Global.FFT.addListener(future, 2, TimeUnit.SECONDS, ctx.executor(),
new ForeignFutureListener<String,GetFuture<String>>() {
public void operationSuccess(String value) {
// do something ...
ctx.fireChannelRead(someval);
}
public void operationTimeout(GetFuture<String> f) {
// do something ...
}
public void operationFailure(Exception e) {
// do something ...
}
});
}
You don't want more than one or two FFT instances active at any time, or they could become a drain on CPU. But a single instance can handle thousands of outstanding Futures; about the only reason to have a second one would be to handle higher-latency calls, like S3, at a slower polling rate, say 10-20 milliseconds.
One drawback of the polling approach is that it adds a small amount of latency.
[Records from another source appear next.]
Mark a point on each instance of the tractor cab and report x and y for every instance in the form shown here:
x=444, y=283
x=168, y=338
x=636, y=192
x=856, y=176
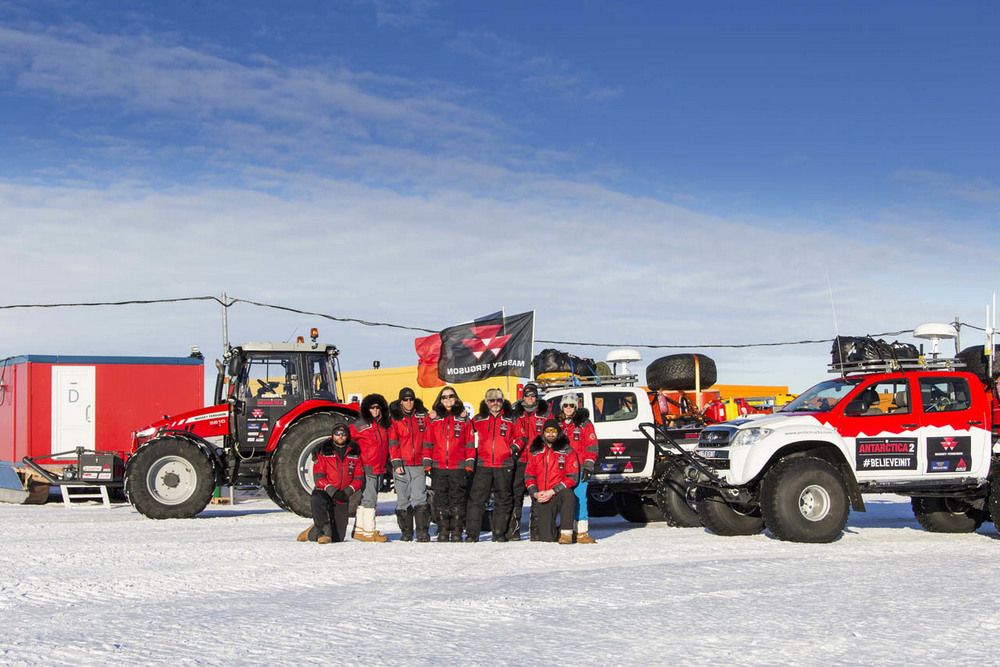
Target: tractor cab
x=268, y=380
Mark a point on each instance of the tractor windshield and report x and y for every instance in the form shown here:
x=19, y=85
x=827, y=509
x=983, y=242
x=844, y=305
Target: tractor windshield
x=822, y=397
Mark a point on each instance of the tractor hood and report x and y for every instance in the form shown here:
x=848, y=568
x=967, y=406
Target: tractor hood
x=206, y=422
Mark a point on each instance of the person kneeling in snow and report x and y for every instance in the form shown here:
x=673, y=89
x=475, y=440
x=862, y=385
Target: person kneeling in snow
x=552, y=472
x=338, y=474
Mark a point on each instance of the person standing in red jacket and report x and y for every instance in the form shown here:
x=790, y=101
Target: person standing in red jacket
x=576, y=425
x=496, y=453
x=449, y=455
x=530, y=414
x=407, y=435
x=338, y=475
x=371, y=432
x=553, y=468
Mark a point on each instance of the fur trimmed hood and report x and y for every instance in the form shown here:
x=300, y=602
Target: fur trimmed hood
x=379, y=400
x=507, y=411
x=561, y=444
x=396, y=412
x=542, y=410
x=580, y=417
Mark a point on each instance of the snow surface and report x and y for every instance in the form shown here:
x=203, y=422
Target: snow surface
x=94, y=586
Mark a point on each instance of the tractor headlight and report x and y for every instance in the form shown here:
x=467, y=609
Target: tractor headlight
x=749, y=436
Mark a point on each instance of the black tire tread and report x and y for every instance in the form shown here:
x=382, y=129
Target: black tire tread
x=135, y=471
x=777, y=478
x=284, y=475
x=676, y=372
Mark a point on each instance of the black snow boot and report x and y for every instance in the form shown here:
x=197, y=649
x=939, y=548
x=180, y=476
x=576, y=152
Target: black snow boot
x=514, y=526
x=405, y=520
x=422, y=518
x=444, y=526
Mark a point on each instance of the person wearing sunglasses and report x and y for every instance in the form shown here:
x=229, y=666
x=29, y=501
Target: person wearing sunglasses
x=496, y=452
x=407, y=434
x=530, y=414
x=552, y=472
x=578, y=429
x=337, y=474
x=371, y=432
x=449, y=452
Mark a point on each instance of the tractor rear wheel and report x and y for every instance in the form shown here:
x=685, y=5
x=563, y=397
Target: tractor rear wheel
x=291, y=463
x=169, y=478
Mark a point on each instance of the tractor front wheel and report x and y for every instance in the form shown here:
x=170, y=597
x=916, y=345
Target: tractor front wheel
x=169, y=478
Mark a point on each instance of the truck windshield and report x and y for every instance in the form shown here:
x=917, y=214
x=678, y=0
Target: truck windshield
x=822, y=397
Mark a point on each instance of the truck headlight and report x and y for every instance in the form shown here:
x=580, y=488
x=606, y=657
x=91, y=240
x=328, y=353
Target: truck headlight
x=749, y=436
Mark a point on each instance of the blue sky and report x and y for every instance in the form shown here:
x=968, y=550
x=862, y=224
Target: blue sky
x=644, y=172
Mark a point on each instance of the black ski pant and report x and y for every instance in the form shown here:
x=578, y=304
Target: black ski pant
x=449, y=497
x=329, y=516
x=563, y=504
x=516, y=500
x=484, y=481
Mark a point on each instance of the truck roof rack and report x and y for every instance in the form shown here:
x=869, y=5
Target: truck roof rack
x=589, y=381
x=893, y=365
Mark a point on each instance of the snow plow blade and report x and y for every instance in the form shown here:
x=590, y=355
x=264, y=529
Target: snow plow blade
x=11, y=488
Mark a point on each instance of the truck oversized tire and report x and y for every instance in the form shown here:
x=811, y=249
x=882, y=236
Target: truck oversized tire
x=721, y=518
x=291, y=463
x=947, y=515
x=169, y=478
x=675, y=372
x=637, y=509
x=674, y=498
x=804, y=500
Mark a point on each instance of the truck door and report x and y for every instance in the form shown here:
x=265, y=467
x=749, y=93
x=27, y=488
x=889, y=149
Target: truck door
x=957, y=427
x=622, y=450
x=881, y=425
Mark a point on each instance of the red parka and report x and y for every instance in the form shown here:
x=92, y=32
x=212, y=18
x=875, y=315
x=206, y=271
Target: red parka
x=497, y=444
x=555, y=468
x=582, y=438
x=450, y=442
x=340, y=468
x=529, y=425
x=407, y=435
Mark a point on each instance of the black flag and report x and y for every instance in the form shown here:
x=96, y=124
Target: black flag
x=492, y=345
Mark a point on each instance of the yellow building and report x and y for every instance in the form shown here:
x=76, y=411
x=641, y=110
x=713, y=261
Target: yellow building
x=388, y=382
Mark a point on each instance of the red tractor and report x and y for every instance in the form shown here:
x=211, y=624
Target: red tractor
x=275, y=404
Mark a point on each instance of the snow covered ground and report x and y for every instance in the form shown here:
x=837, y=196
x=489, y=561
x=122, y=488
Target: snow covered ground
x=93, y=586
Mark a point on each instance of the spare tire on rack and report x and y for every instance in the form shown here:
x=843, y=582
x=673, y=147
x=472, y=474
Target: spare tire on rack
x=676, y=372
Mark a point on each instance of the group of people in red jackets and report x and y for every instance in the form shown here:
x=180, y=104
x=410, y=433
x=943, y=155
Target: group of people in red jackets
x=504, y=451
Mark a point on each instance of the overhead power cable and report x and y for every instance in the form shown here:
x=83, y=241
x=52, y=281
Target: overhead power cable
x=371, y=323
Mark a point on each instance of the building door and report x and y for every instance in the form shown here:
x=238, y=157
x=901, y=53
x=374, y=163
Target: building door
x=74, y=391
For example, polling once a millisecond, on average it will add 500 microseconds to the response time. That won't be an issue for most applications, and I think is more than offset by the memory and CPU savings over the thread pool approach.
I expect within a year or so this will be a non-issue, as more async clients provide callback mechanisms, letting you fully leverage NIO and the event-driven model.